There are three categories of managed care plans: health management organizations (HMO), preferred provider organizations (PPO) and point of service (POS).

HEALTH MANAGEMENT ORGANIZATIONS (HMO)
HMOs provide medical treatment on a prepaid basis, which means that HMO members pay a fixed monthly fee, regardless of how much medical care is needed in a given month. In return for this fee, most HMOs provide a wide variety of medical services, from office visits to hospitalization and surgery. With a few exceptions, HMO members must receive their medical treatment from physicians and facilities within the HMO network.
When you join an HMO, you choose a primary care physician who is your first contact for all medical care needs. The primary care physician provides your general medical care and must be consulted before you can see a specialist. Because of this control system, HMO costs tend to increase less rapidly than other insurance plans.

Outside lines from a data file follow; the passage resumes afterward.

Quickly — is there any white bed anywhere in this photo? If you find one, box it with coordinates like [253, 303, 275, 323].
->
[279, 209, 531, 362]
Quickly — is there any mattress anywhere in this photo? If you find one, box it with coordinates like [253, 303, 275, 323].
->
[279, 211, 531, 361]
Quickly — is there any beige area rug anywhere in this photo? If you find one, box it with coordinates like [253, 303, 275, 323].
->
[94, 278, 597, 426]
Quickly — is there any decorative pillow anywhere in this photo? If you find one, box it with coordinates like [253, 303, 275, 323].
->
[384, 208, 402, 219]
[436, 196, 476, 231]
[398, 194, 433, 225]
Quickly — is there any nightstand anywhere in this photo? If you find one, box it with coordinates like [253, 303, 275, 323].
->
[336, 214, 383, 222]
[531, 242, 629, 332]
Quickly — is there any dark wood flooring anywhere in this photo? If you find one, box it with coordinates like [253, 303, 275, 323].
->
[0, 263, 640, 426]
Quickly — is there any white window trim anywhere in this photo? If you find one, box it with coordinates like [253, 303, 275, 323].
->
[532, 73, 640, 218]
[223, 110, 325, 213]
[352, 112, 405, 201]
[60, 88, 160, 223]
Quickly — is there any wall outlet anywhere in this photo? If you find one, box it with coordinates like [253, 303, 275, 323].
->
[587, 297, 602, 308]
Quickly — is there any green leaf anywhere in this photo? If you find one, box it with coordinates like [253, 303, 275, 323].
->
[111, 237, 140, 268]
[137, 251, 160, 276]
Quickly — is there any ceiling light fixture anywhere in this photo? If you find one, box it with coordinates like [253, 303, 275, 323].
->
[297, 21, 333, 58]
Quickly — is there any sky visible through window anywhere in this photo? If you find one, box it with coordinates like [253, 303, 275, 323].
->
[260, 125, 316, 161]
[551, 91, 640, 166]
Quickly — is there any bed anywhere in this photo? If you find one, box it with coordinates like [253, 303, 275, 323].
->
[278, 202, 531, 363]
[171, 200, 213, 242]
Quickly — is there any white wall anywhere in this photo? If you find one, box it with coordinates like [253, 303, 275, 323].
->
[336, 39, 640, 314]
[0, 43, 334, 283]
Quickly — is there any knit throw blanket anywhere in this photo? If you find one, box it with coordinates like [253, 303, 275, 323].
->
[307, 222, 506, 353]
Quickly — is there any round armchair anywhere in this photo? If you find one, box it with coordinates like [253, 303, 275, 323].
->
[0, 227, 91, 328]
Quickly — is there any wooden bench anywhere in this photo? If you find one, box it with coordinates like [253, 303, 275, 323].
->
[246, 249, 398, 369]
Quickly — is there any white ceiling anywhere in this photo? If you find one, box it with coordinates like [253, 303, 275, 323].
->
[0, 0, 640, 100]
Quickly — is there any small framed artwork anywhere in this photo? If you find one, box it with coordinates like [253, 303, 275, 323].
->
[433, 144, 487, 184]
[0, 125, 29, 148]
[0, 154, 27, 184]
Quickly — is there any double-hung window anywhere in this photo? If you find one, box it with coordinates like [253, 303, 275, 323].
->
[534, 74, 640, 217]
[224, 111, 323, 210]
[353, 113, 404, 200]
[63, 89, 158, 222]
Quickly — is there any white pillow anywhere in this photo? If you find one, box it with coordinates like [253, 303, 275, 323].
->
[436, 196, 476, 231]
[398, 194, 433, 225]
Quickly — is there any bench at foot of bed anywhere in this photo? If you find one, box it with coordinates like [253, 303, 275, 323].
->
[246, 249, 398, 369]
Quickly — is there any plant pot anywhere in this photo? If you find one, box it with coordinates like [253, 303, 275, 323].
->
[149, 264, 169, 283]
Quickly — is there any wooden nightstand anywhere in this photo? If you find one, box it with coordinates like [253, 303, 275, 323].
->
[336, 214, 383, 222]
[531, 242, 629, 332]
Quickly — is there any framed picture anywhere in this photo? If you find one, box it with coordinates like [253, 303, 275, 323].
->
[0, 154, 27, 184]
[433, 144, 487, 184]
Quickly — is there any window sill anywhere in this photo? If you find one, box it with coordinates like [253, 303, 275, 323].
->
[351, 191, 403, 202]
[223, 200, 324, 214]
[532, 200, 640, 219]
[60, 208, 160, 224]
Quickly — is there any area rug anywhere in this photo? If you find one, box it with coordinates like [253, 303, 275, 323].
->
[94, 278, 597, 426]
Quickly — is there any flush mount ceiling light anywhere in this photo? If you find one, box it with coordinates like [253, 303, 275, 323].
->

PREFERRED PROVIDER ORGANIZATIONS (PPO)
A PPO is a group of doctors or hospitals that offer medical services at discounted rates as part of a specific network. The PPO may be sponsored by a particular insurance company, by one or more employers, or by some other type of organization, such as a union or association. PPO physicians provide medical services to the policyholders, employees or members at discounted rates. In return, the sponsor creates incentives for employees or policyholders to use the physicians and facilities within the PPO network.
Rather than paying in advance for medical care, PPO members pay for services as they occur. The PPO sponsor (the employer or insurance company) generally reimburses the member for the cost of the treatment, minus any out of pocket costs such as co-payments. In some cases, the doctor submits the bill directly to the insurance company for payment. The insurance company then pays the covered amount directly to the doctor and the member pays his or her co-payment amount. The doctors and the PPO sponsor are the ones who negotiate the price for each type of service in advance.

POINT OF SERVICE (POS)
A Point of Service (POS) plan is a type of managed healthcare system that combines characteristics of the HMO and the PPO. Like an HMO, you pay no deductible and usually only a minimal co-payment when you use a healthcare provider within your network. You choose a primary care physician who is responsible for all referrals within the POS network. If you choose to go outside the network for care, POS coverage functions more like a PPO. You will likely have to pay a deductible and your co-payment will probably include a certain percentage of the total cost.